Comparing AIC of a model and its log-transformed version

Question

The essence of my question is this:

Let $Y \in \mathbb{R}^n$ be a multivariate normal random variable with mean $\mu$ and covariance matrix $\Sigma$. Let $Z := \log(Y)$, i.e. $Z_i = \log(Y_i), i \in \{1,\ldots,n\}$. How do I compare the AIC of a model fit to observed realizations of $Y$ versus a model fit to observed realizations of $Z$?

---

---

My initial and slightly longer question:

Let $Y \sim \mathcal{N}(\mu,\Sigma)$ be a multivariate normal random variable. If I want to compare a model fit to $Y$ versus a model fit to $\log(Y)$, I could look at their log-likelihoods. However, since these models aren't nested, I can't compare the log-likelihoods (and stuff like AIC, etc.) directly, but I have to transform them.

I know that if $X_1,\ldots,X_n$ are random variables with joint pdf $g(x_1,\ldots,x_n)$ and if $Y_i = t_i(X_1,\ldots,X_n)$ for one-to-one transformations $t_i$ and $i \in \{1,\ldots,n\}$, then the pdf of $Y_1,\ldots,Y_n$ is given by $$f(y_1,\ldots,y_n)=g(t_1^{-1}(y),\ldots,t_n^{-1}(y))\det(J)$$ where $J$ is the Jacobian associated with the transformation.

Do I simply have to use the transformation rule to compare

$$l(Y) = \log(\prod_{i=1}^{n}\phi(y_i;\mu,\Sigma))$$ to $$l(\log(Y))=\log(\prod_{i=1}^{n}\phi(\log(y_i);\mu,\Sigma))$$

or is there something else I can do?

---

[edit] Forgot to place logarithms in the last two expressions.

Answer 1

You cannot compare the AIC or BIC when fitting to two different data sets i.e. $Y$ and $Z$. You only can compare two models based on AIC or BIC just when fitting to the same data set. Have a look at Model Selection and Multi-model Inference: A Practical Information-theoretic Approach (Burnham and Anderson, 2004). They mentioned my answer on page 81 (section 2.11.3 Transformations of the Response Variable):

Investigators should be sure that all hypotheses are modeled using the same response variable (e.g., if the whole set of models were based on log(y), no problem would be created; it is the mixing of response variables that is incorrect).

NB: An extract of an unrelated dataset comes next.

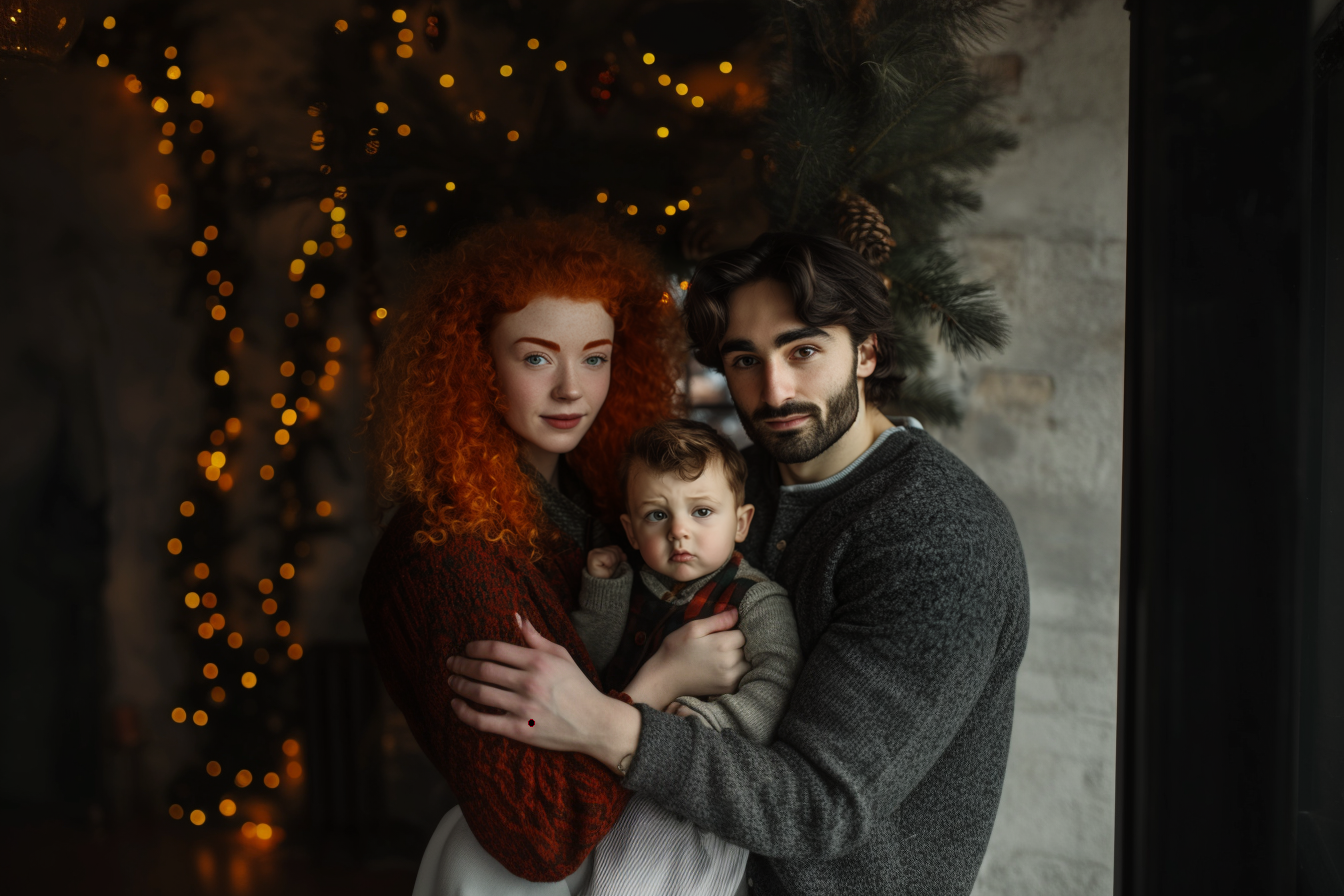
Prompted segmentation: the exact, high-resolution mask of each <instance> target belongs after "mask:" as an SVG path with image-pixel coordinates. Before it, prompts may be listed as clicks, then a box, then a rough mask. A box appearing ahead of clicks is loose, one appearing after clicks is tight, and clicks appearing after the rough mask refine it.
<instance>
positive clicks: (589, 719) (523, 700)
mask: <svg viewBox="0 0 1344 896" xmlns="http://www.w3.org/2000/svg"><path fill="white" fill-rule="evenodd" d="M515 619H517V622H519V627H520V629H521V630H523V641H524V642H526V643H527V646H526V647H520V646H517V645H512V643H504V642H503V641H473V642H470V643H468V645H466V650H465V653H466V656H465V657H449V660H448V668H449V670H450V672H453V673H454V674H452V676H450V677H449V680H448V684H449V686H450V688H452V689H453V690H454V692H457V693H458V695H460V697H458V699H456V700H453V703H452V707H453V712H454V713H457V717H458V719H461V720H462V721H464V723H466V724H468V725H470V727H472V728H476V729H478V731H484V732H487V733H495V735H504V736H505V737H511V739H513V740H517V742H520V743H526V744H530V746H532V747H540V748H543V750H558V751H573V752H582V754H587V755H589V756H593V758H594V759H598V760H601V762H603V763H606V764H607V766H609V767H612V768H614V767H617V764H618V763H620V762H621V759H622V758H625V756H628V755H630V754H633V752H634V748H636V747H637V746H638V743H640V713H638V711H637V709H634V707H630V705H629V704H625V703H622V701H620V700H613V699H612V697H607V696H605V695H602V693H601V692H599V690H598V689H597V688H594V686H593V682H591V681H589V678H587V676H585V674H583V670H582V669H579V668H578V665H577V664H575V662H574V658H573V657H570V652H569V650H566V649H564V647H562V646H560V645H558V643H555V642H552V641H547V639H546V638H543V637H542V634H540V633H539V631H538V630H536V629H534V627H532V623H531V622H528V621H526V619H523V618H521V617H519V615H517V614H515ZM461 697H466V700H470V701H473V703H476V704H480V705H482V707H489V708H492V709H500V711H501V715H493V713H487V712H481V711H478V709H476V708H473V707H470V705H468V703H466V700H462V699H461Z"/></svg>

And by the way, for using the AIC or BIC criteria, your models do not need to be necessarily nested (same ref, page 88, section 2.12.4 Nonnested Models), and actually that's one of the advantages of using BIC.

Answer 2

Akaike (1978, pg. 224) describes how the AIC can be adjusted in the presence of a transformed outcome variable to enable model comparison. He states: “the effect of transforming the variable is represented simply by the multiplication of the likelihood by the corresponding Jacobian to the AIC ... for the case of $\log\{y(n)+1\}$, it is −2 $\cdot \sum \log\{y(n)+1\}$, where the summation extends over $n = 1,2, ..., N$.”

Akaike, H. 1978. "On the likelihood of a time series model," Journal of the Royal Statistical Society, Series D (The Statistician), 27(3/4), pp. 217–235.

Answer 3

Here is an example that elaborates on Ben Bolker's response:

seedrates <- data.frame(rate = c(50, 75, 100, 125, 150), 
                        grain = c(21.2, 19.9, 19.2, 18.4, 17.9))
quad.lm <- lm(grain~poly(rate,2), data=seedrates)
loglin.lm <- lm(log(grain)~log(rate), data=seedrates)
oldopt <- options(digits=2)
AIC(quad.lm, loglin.lm)

          df   AIC
quad.lm    4  -4.1
loglin.lm  3 -37.2

We need to add sum(2*log(seedrates$grain)) = 29.6 to the AIC for the loglinear model (or, subtract it from the AIC for the quadratic model).

> AIC(quad.lm, loglin.lm) + matrix(ncol=2, c(0,0,0, sum(2*log(seedrates$grain))))
          df  AIC
quad.lm    4 -4.1
loglin.lm  3 -7.6

> options(oldopt)

This should probably be regarded as a toy example. With so few degrees of freedom to play with, it might just be argued that the loglinear model makes more sense. The quadratic model would imply that, a short distance beyond the upper limit of the rate, grain will start to increase.